Hupp is serving a sentence of life in prison without parole for Gumpenberger's fatal shooting at her O'Fallon, Mo., home. Prosecutors said his death was part of her amateurish plot to divert attention from herself in a re-investigation of the Faria murder.
They say she was trolling St. Charles County pretending to be a Dateline producer in an attempt to lure an unsuspecting visitor into her SUV, and then her home.
After Hupp got Gumpenberger home, she dialed 911 and pretended that he was trying to kidnap her before shooting him, prosecutors said. She entered what is known as an Alford plea to a murder charge, acknowledging that prosecutors had enough evidence to convict her without admitting guilt. Gumpenberger had mental and physical disabilities from a prior drunken-driving crash.
She has denied killing Faria. But Hupp was the last known person to see Faria alive and had been named the new beneficiary of a $150,000 life insurance policy days before Faria’s murder.
Faria's husband, Russell Faria, was initially convicted of her murder before that conviction was overturned in 2013 and he was acquitted in a retrial. Faria's lawyers were barred from blaming Hupp for the crime in the first trial.

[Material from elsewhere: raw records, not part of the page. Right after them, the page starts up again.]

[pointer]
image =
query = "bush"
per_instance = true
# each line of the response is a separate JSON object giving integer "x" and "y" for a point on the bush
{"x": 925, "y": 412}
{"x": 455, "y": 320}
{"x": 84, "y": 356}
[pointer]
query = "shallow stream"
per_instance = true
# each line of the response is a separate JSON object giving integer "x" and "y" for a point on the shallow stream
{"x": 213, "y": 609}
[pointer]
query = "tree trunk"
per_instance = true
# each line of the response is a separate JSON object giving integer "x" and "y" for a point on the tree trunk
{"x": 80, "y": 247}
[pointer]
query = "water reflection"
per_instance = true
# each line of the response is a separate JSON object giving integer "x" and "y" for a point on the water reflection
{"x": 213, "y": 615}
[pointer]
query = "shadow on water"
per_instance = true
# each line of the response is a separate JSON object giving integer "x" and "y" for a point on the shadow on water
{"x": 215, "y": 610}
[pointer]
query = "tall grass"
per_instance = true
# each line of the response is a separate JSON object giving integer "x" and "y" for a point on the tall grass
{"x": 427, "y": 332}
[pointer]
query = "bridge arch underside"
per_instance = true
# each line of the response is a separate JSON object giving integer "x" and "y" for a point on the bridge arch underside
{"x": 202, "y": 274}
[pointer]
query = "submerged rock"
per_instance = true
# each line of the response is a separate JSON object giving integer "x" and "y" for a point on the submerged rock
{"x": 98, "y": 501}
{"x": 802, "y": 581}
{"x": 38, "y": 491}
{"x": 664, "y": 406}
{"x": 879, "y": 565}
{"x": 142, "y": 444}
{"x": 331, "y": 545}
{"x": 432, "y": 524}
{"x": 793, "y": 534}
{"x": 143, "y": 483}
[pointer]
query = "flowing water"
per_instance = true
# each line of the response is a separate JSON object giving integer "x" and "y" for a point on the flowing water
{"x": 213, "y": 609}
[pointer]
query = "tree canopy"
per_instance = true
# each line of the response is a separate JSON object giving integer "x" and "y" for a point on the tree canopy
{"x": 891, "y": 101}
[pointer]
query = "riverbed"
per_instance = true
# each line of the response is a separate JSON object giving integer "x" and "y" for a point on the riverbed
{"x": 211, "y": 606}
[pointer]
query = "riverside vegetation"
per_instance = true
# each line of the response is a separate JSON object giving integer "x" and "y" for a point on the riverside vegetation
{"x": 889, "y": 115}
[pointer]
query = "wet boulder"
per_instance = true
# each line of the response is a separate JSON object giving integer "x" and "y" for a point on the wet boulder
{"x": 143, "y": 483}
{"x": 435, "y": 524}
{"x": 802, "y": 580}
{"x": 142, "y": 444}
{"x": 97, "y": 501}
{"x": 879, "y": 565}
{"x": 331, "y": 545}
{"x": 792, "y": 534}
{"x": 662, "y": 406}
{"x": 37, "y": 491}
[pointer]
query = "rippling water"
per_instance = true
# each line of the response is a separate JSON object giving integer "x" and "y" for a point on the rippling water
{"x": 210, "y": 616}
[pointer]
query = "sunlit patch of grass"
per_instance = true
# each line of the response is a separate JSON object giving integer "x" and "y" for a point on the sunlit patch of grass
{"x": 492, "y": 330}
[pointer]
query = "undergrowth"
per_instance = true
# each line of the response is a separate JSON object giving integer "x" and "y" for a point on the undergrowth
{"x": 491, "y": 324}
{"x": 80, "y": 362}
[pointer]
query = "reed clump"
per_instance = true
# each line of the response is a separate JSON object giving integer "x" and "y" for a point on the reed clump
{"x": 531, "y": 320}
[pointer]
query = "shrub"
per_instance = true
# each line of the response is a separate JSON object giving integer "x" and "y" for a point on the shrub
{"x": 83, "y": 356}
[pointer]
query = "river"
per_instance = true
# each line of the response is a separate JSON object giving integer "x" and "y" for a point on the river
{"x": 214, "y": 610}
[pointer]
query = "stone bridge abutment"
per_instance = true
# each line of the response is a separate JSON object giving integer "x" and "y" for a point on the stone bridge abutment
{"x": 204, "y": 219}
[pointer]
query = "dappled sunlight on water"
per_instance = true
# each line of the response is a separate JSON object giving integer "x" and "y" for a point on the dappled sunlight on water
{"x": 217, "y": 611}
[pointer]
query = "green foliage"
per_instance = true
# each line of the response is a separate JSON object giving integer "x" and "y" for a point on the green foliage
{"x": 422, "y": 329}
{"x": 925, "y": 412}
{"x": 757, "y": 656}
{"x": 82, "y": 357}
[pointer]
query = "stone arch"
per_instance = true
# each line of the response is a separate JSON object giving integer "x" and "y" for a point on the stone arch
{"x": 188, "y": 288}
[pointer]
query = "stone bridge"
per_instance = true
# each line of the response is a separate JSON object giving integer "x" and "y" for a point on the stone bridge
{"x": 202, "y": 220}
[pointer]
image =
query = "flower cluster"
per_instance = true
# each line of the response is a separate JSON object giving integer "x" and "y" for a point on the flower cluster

Neither side called her to testify in the second, after she changed her story about the Farias and the night of the murder multiple times.
Two insurance companies have agreed to pay just over $2 million to settle Russell Faria's misconduct claims against investigators, including that they failed to properly investigate Hupp.
The Post-Dispatch has investigated the Faria murder with KTVI (Channel 2) since 2013. The case has been featured in other news shows, and a feature-length movie and documentary are reportedly in the works.